Introduction
Sirene is a multi-backend text-to-speech router with a web interface. It provides a single entry point to generate speech via multiple TTS backends with custom voice management via audio samples.
Tech Stack
| Layer | Technology |
|---|---|
| JS Runtime | Bun |
| Monorepo | Turborepo |
| Server | Hono |
| Inference | FastAPI + ONNX Runtime / PyTorch |
| DB / Realtime / Files | PocketBase |
| Frontend | React 19 + Vite + TanStack Router |
| UI | Tailwind CSS + Radix UI |
| State | TanStack Query + PocketBase SSE |
| Linting | Biome |
Architecture
Client (React)
|
Nginx (reverse proxy in production)
|-- /api --> Hono Server (Bun, port 3000)
| |-- PocketBase (port 8090)
| '-- Inference FastAPI (port 8000)
|-- /db --> PocketBase
'-- / --> React SPAResponsibilities
Client (React) — User interface. Connects to PocketBase via SSE for real-time updates (download progress, generation status). Communicates with the Hono server for actions.
Server (Hono) — Pure orchestrator, zero inference. Receives requests, validates, resolves voices/parameters, forwards to the Python service for inference, and writes results to PocketBase.
Inference (FastAPI) — All TTS inference.
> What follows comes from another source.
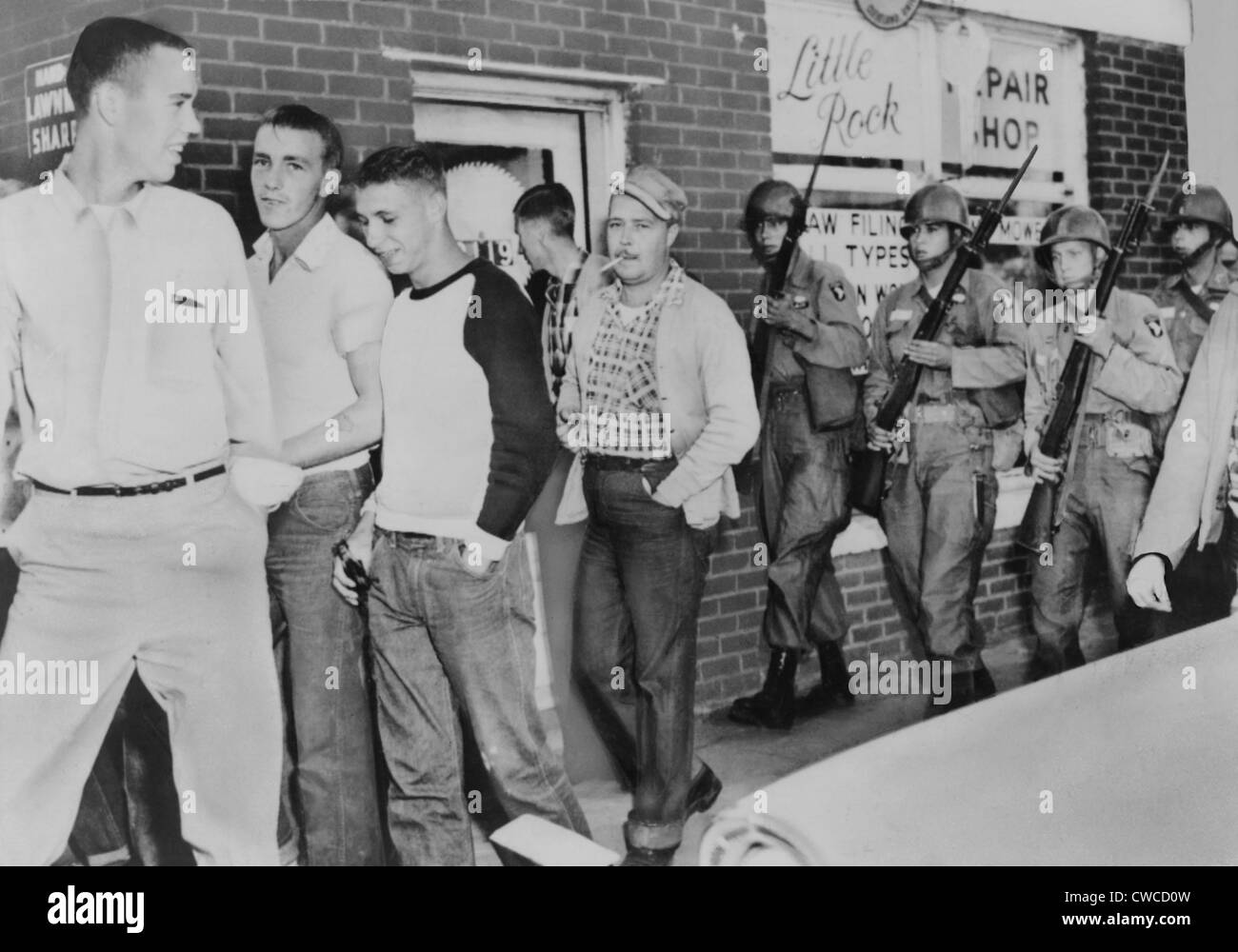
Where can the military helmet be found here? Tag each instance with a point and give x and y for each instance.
(936, 203)
(1206, 206)
(768, 193)
(1071, 223)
A single PyTorch runtime, one GPU, lazy-loading models, memory cache. Downloads models on demand into a Docker volume.
PocketBase — SQLite database, file storage (audio samples, generations), real-time SSE subscriptions, admin UI for debugging.
Monorepo Structure
sirene/
├── client/ # React + Vite + Tailwind
├── server/ # Hono (orchestrator, zero inference)
├── inference/ # FastAPI + TTS backends (Kokoro, Qwen, F5, Piper)
├── shared/ # Shared TypeScript types
├── db/ # PocketBase (migrations, data)
├── docs/ # VitePress documentation
├── docker/ # Dockerfile, nginx, supervisord, entrypoint
└── data/models/ # Downloaded models (gitignored)Supported Backends
| Backend | Voice Cloning | Streaming | Languages |
|---|---|---|---|
| Kokoro | — | — | EN, FR, JA, KO, ZH |
| Qwen3-TTS | Yes | — | 10+ languages |
| F5-TTS | Yes | Yes | Multilingual |
| Piper | — | — | 26 languages, 40+ voices |
| CosyVoice | Yes | Yes (~150ms) | 9 languages |
| OpenAudio S1 | Yes | — | Multilingual |
| Chatterbox | Yes | — | EN + 23 languages |